Türkiye ve İran arasındaki Kürt sorunu, diğer bir değişle İran’ın PKK’ya verdiği destekten kaynaklanmakta olup, özellikle 1980’li yılların ortalarından itibaren bu destek hız kazanmıştır. Türkiye, İran-Irak savaşı sırasında PKK ile mücadele konusunda Kuzey Irak’a askeri harekat imkanı tanıyan, Irak ile yaptığı anlaşma çerçevesinde Kuzey Irak’a yönelik yirmi beşin üzerinde sınır ötesi harekat gerçekleştirdi. Bu harekatlar, Irak yerine Türkiye-İran arasında sorun oldu ve İran bu harekatlardan oldukça rahatsızlık duydu. Türkiye’nin teröre karşı Kuzey Irak’a yaptığı bu operasyonları İran, Türkiye’nin Kuzey Irak’a yönelik tarihi emellerinin bir göstergesi olarak algılanmıştır. 1984 yılını Kasım ayında İran sınırına yakın bir yerde yapılan operasyonda PKK militanlarının İran’a kaçması, örgütün İran tarafından açıkça desteklendiğinin bir göstergesi idi. Bu operasyondan hemen sonra 28 Kasım 1984’te iki ülke arasında terör faaliyetlerinin önlenmesini amaçlayan bir anlaşma imzalandı. Bu anlaşma iki ülke arasında hafif bir yakınlaşma sağlamakla birlikte, yumuşama uzun sürmedi. Çünkü bu anlaşma sadece, savaş döneminde İran’ın Türkiye’nin tarafsızlığını sağmak amacıyla yürüttüğü politikanın bir parçasıydı.

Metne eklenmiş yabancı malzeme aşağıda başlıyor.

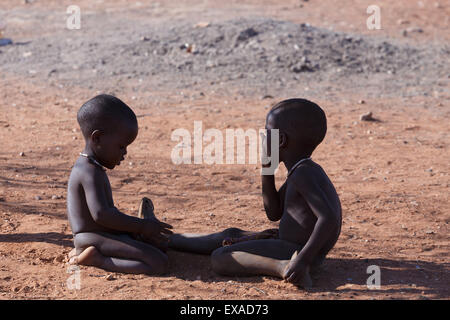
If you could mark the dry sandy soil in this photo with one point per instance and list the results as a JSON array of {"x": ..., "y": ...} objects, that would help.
[{"x": 392, "y": 175}]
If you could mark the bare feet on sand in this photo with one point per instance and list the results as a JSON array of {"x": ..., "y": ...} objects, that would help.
[
  {"x": 88, "y": 257},
  {"x": 306, "y": 282}
]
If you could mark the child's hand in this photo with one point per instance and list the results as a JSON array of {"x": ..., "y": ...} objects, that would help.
[
  {"x": 297, "y": 273},
  {"x": 153, "y": 228}
]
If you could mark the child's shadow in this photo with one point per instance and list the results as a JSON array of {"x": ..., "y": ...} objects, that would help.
[
  {"x": 396, "y": 276},
  {"x": 191, "y": 267},
  {"x": 339, "y": 275}
]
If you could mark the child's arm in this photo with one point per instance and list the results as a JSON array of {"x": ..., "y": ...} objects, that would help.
[
  {"x": 111, "y": 217},
  {"x": 327, "y": 220},
  {"x": 271, "y": 198}
]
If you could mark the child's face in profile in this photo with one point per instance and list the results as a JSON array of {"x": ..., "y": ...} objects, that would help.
[{"x": 111, "y": 148}]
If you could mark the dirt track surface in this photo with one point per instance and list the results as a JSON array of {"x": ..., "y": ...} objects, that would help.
[{"x": 392, "y": 175}]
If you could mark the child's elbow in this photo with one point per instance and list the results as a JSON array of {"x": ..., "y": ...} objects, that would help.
[
  {"x": 99, "y": 215},
  {"x": 273, "y": 217}
]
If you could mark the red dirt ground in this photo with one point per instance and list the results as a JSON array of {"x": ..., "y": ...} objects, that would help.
[{"x": 392, "y": 177}]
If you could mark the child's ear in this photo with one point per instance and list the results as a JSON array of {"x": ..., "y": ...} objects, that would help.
[
  {"x": 95, "y": 136},
  {"x": 283, "y": 140}
]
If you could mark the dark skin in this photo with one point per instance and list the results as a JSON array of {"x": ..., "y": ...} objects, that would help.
[
  {"x": 104, "y": 237},
  {"x": 309, "y": 212}
]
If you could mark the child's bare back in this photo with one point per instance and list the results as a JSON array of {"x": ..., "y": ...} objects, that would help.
[
  {"x": 104, "y": 237},
  {"x": 307, "y": 207}
]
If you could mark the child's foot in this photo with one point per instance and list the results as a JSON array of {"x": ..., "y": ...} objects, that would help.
[
  {"x": 146, "y": 209},
  {"x": 89, "y": 257},
  {"x": 306, "y": 282},
  {"x": 72, "y": 253}
]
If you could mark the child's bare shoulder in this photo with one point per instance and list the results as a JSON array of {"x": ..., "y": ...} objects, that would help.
[
  {"x": 83, "y": 172},
  {"x": 307, "y": 174}
]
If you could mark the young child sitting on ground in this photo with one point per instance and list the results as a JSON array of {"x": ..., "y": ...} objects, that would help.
[
  {"x": 104, "y": 237},
  {"x": 307, "y": 206}
]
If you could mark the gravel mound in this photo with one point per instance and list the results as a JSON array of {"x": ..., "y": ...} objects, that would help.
[{"x": 255, "y": 54}]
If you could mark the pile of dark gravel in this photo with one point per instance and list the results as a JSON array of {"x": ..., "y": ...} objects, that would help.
[{"x": 257, "y": 53}]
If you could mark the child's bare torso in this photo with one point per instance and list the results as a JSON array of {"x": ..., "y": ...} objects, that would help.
[
  {"x": 80, "y": 218},
  {"x": 298, "y": 221}
]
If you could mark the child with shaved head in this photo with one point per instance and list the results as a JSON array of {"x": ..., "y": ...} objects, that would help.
[
  {"x": 306, "y": 205},
  {"x": 104, "y": 237}
]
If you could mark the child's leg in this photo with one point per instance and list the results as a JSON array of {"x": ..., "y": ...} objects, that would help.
[
  {"x": 119, "y": 254},
  {"x": 204, "y": 243},
  {"x": 256, "y": 257}
]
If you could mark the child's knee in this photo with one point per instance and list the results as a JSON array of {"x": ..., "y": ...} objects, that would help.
[
  {"x": 160, "y": 265},
  {"x": 232, "y": 232},
  {"x": 218, "y": 260}
]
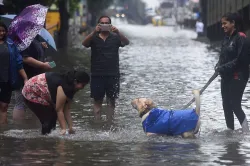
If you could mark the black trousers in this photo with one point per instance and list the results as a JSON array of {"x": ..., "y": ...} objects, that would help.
[
  {"x": 232, "y": 90},
  {"x": 46, "y": 114}
]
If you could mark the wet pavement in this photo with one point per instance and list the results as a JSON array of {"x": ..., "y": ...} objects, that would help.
[{"x": 161, "y": 64}]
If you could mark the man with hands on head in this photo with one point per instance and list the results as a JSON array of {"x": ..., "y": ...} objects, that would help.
[{"x": 105, "y": 41}]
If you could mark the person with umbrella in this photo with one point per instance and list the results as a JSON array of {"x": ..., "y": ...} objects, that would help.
[
  {"x": 11, "y": 71},
  {"x": 34, "y": 64},
  {"x": 49, "y": 96}
]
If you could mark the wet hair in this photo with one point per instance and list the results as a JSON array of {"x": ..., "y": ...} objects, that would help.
[
  {"x": 5, "y": 27},
  {"x": 74, "y": 75},
  {"x": 104, "y": 17},
  {"x": 236, "y": 18}
]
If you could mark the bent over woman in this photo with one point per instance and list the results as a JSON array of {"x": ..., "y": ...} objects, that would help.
[{"x": 49, "y": 95}]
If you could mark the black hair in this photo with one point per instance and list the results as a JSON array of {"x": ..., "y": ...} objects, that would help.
[
  {"x": 104, "y": 17},
  {"x": 236, "y": 18},
  {"x": 6, "y": 29},
  {"x": 71, "y": 76}
]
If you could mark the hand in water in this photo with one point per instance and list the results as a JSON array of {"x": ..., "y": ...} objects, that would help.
[
  {"x": 63, "y": 132},
  {"x": 46, "y": 66},
  {"x": 25, "y": 80},
  {"x": 44, "y": 44}
]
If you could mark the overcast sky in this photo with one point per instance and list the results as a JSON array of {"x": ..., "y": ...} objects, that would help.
[{"x": 152, "y": 3}]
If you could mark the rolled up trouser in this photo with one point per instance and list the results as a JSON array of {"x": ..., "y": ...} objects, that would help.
[
  {"x": 19, "y": 100},
  {"x": 46, "y": 114}
]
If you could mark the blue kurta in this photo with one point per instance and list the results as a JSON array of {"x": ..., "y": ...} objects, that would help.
[{"x": 170, "y": 122}]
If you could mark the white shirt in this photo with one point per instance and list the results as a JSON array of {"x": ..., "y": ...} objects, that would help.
[{"x": 199, "y": 26}]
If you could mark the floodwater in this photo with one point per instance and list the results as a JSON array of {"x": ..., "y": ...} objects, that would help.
[{"x": 162, "y": 64}]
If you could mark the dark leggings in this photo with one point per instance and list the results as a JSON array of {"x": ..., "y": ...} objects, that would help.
[
  {"x": 46, "y": 114},
  {"x": 232, "y": 91}
]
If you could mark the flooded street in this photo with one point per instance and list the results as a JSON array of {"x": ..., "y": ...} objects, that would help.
[{"x": 161, "y": 64}]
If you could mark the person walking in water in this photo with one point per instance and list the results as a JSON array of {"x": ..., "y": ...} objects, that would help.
[
  {"x": 233, "y": 69},
  {"x": 34, "y": 64},
  {"x": 105, "y": 41},
  {"x": 49, "y": 96},
  {"x": 11, "y": 71}
]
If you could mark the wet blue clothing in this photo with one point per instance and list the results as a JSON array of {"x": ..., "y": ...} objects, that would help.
[
  {"x": 170, "y": 122},
  {"x": 16, "y": 64}
]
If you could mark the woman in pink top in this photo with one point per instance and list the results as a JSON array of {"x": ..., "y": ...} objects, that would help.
[{"x": 49, "y": 95}]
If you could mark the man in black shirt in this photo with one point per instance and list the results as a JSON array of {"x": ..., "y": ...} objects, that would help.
[{"x": 105, "y": 41}]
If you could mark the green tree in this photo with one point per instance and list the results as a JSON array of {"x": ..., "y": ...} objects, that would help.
[{"x": 66, "y": 9}]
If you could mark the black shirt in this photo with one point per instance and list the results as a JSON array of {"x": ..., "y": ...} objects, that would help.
[
  {"x": 4, "y": 62},
  {"x": 54, "y": 80},
  {"x": 105, "y": 55},
  {"x": 233, "y": 54},
  {"x": 36, "y": 51}
]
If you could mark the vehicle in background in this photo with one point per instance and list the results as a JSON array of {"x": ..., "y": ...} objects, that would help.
[
  {"x": 169, "y": 21},
  {"x": 120, "y": 12}
]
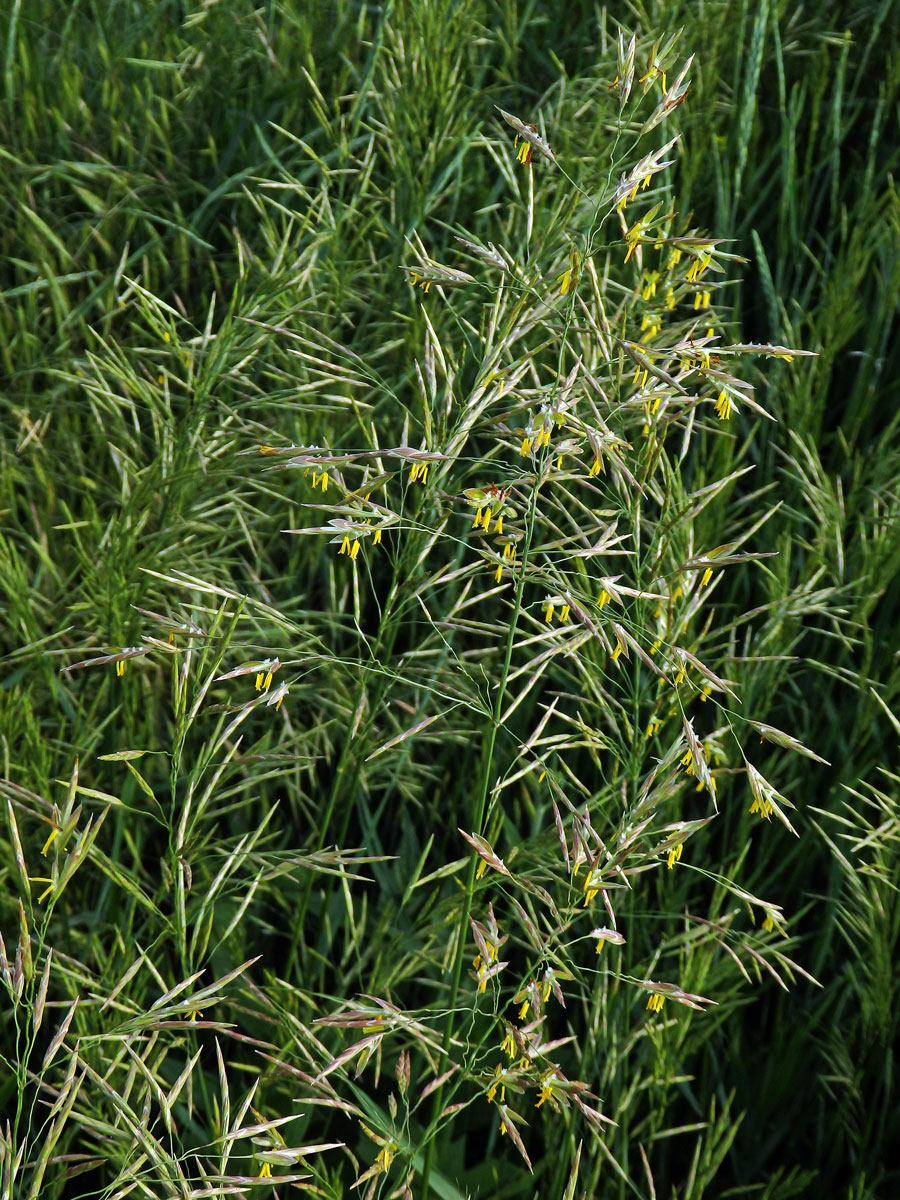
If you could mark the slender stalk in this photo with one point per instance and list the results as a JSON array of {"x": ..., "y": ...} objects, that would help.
[{"x": 480, "y": 811}]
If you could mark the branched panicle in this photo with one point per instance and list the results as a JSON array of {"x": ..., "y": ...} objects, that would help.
[{"x": 421, "y": 546}]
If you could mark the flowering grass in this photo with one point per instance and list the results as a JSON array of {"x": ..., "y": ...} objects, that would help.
[{"x": 449, "y": 561}]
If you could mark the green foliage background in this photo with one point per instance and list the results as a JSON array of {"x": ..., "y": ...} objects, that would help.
[{"x": 205, "y": 211}]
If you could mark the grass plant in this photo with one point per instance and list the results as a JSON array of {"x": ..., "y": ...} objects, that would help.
[{"x": 448, "y": 589}]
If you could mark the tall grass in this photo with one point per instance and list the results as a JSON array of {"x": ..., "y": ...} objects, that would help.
[{"x": 351, "y": 839}]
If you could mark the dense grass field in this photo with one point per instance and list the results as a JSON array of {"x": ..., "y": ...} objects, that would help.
[{"x": 449, "y": 599}]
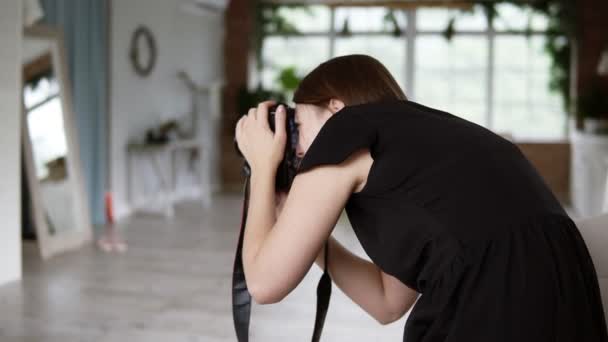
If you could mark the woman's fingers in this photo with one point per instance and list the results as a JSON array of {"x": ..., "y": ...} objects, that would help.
[
  {"x": 280, "y": 117},
  {"x": 262, "y": 112}
]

İran’ın reddetmesine rağmen PKK’nın bu ülkede barındığına dair göstergeler açık ve nettir. İran’ın sınır bölgesindeki otorite boşluğu ve Kürt kökenli İranlıların PKK’ya sempati duymalarından dolayı PKK, bu ülkede destek bulmakta ve özellikle Kuzey İran’da örgütlenmektedir. PKK’nın, aldığı bu destek nedeniyle İran İslam Devrimi hakkında övgüyle söz ettiği görülmektedir. Kanıtlanmış olmamakla birlikte çeşitli kaynaklara göre, PKK’nın İran’da çok sayıda kamplarının bulunduğu, örgüt üyelerinin Rızaiye kenti ile Zeve arasında eski bir kışlada eğitim gördükleri iddia edilmektedir.

KAYNAKÇA

  • – BAŞAR, Cem -“Terör Dosyası ve Suriye” Uluslar arası İlişkiler Araştırma Merkezi yayınları, Lefkoşe , 1996.
  • – BÖLÜKBAŞI, Süha – “Türkiye ve yakınındaki Ortadoğu” Dış Pol. Ens. Yayınları, Ankara, 1992.
  • – DENKER M., Sami - “Uluslar arası Terör, Türkiye ve PKK” Boğaziçi Yayınları, İstanbul, 1997.
  • – FULLER, e. Graham- Çev. Özden ARIKAN, “Kuşatılanlar:İslam ve Batının Jeopolitiği” Sabah kitapları, İstanbul, 1996.
  • –KOCAOĞLU, Mehmet -“Uluslararası İlişkiler Işığında Ortadoğu” , Genelkurmay Basımevi, Ankara, 1995.
  • – MANİSALI, Erol – “Ortadoğuda Yeni Dengelerin, Doğu Akdeniz’den İç Asya’ya Uzanan Eksene Oturması ve Türkiye” , Su Sorunu, Türkiye ve Ortadoğu, Bağlam Yayınları, İstanbul, 1993.
  • – ORAN , Baskın – “Kalkık Horoz: Çekiç Güç ve Kürt Devleti”, Bilgi Yayınevi, Ankara, 1996.